Part 2 - Fake Girlfriend

305 52 14
                                    

"Hei, kau tahu apa yang baru saja kau lakukan?" Hanna berceloteh sembari langkahnya mengikuti Maddison yang berjalan dengan sangat kesal pada saat itu.

"Maddy, kau tidak mau memberitahuku apa yang sebenenarnya terjadi?!" Kali ini Hanna sudah mulai termakan emosi, ia menarik lengan Maddison dengan marah. Dan pada saat melihat pelototan mata Hanna, Maddison tahu bahwa ketika Hanna sudah terlihat demikian maka gadis itu tidak bisa dibantah sama sekali.

Bel tanda masuk pun berbunyi ketika Maddison hendak menjelaskan pada Hanna apa yang sebenarnya terjadi. Ia menghela nafasnya dengan kesal, "Dengar, akan kujelaskan nanti. Oke?" Ucap Maddison untuk menenangkan sahabatnya itu.

"Baiklah, tapi jaga sikapmu. Jangan membuatku bingung." Ucap Hanna memijit pelipisnya. Akhir-akhir ini Maddison sangat susah ditebak, ia bahkan sampai tidak tahu apa yang terjadi pada sahabatnya ini. Maddison pun seakan tidak mau memberitahu siapapun tentang apa yang akhir-akhir ini ia alami.

Mata kuliah literatur mulai di jam pertama. Semua siswa didalam kelas memperhatikan Maddison ketika ia masuk. Namun gadis itu bersikap tidak acuh dan duduk di kursinya. Memang rasanya risih sekali mendapat perhatian banyak orang, bentuk perhatian yang diberikan pun adalah bentuk negatif membuat Maddison merasa terancam dan tidak nyaman.

"Sebentar lagi selesai, Maddy. Kau harus tahan." ucapnya dalam hati.

"Baiklah, kalian sudah membaca pidato dari Martin Luther King Jr yang berjudul "I Have a Dream?" tanya Mr. Darry kepada siswa-siswa tersebut.

"Ya." jawab mereka dengan malas.

Salah satu siswa mengangkat tangannya, namanya Eddie—"Mr. Darry, apakah ini tidak keterlaluan? Membuat siswa SMA membaca pidato yang sudah berumur puluhan tahun lamanya?"
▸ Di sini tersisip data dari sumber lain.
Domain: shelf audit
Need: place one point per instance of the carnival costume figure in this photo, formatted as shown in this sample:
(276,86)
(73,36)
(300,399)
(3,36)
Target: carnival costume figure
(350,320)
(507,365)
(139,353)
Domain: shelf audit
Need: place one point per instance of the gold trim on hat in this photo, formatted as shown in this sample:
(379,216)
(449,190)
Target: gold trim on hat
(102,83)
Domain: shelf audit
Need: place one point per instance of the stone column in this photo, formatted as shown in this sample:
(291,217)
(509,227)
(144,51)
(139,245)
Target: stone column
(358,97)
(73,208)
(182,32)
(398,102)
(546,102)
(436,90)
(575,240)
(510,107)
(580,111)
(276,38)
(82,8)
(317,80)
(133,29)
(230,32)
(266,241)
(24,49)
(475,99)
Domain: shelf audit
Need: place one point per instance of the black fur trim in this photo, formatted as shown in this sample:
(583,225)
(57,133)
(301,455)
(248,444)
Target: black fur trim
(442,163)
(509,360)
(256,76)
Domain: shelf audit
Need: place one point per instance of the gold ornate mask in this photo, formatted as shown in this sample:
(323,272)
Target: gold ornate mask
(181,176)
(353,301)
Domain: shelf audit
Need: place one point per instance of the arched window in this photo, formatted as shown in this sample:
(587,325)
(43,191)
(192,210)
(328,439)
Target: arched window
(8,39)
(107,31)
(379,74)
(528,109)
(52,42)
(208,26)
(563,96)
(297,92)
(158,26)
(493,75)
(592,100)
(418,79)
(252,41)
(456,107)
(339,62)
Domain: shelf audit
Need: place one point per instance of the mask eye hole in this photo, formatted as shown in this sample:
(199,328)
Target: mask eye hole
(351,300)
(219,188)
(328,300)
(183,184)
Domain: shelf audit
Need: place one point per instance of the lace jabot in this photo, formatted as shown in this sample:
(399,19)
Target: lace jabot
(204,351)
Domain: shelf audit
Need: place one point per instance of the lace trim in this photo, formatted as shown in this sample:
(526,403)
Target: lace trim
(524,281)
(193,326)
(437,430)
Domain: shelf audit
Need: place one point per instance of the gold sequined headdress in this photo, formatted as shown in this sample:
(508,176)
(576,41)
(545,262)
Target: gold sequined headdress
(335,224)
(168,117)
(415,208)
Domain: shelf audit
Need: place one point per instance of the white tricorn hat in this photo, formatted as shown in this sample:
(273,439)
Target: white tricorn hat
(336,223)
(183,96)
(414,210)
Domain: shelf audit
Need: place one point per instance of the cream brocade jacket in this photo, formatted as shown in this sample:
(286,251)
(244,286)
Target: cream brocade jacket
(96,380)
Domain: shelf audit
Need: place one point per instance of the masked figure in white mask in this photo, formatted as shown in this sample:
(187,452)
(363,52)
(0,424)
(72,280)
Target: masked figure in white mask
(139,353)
Mr. Darry tersenyum, "Apa yang membuatmu merasa itu keterlaluan, Eddie?"

"Entahlah, menurutku itu terlalu berat untuk kami yang masih mempunyai kapasitas otak yang biasa saja."

"Namun apa kau sudah membacanya?" tanya Mr. Darry.

"Sudah."

"Apakah sampai habis?"

Eddie terdiam dan menjawab dengan malas "Tidak, aku mulai bosan ketika paragraf pertama."

"Baiklah. Ada yang bisa menjelaskan padaku apa isi dari pidato tersebut?"

Mr. Darry melihat sekeliling, namun tidak ada yang mengangkat tangan atau berusaha memberanikan diri untuk menjawab.

"Maddison?" tegur Mr. Darry saat melihat Maddison hanya menyoret-nyoret di bukunya.

"Bisa tolong jelaskan apa isi dari pidato yang disampaikan oleh Martin Luther King Jr?"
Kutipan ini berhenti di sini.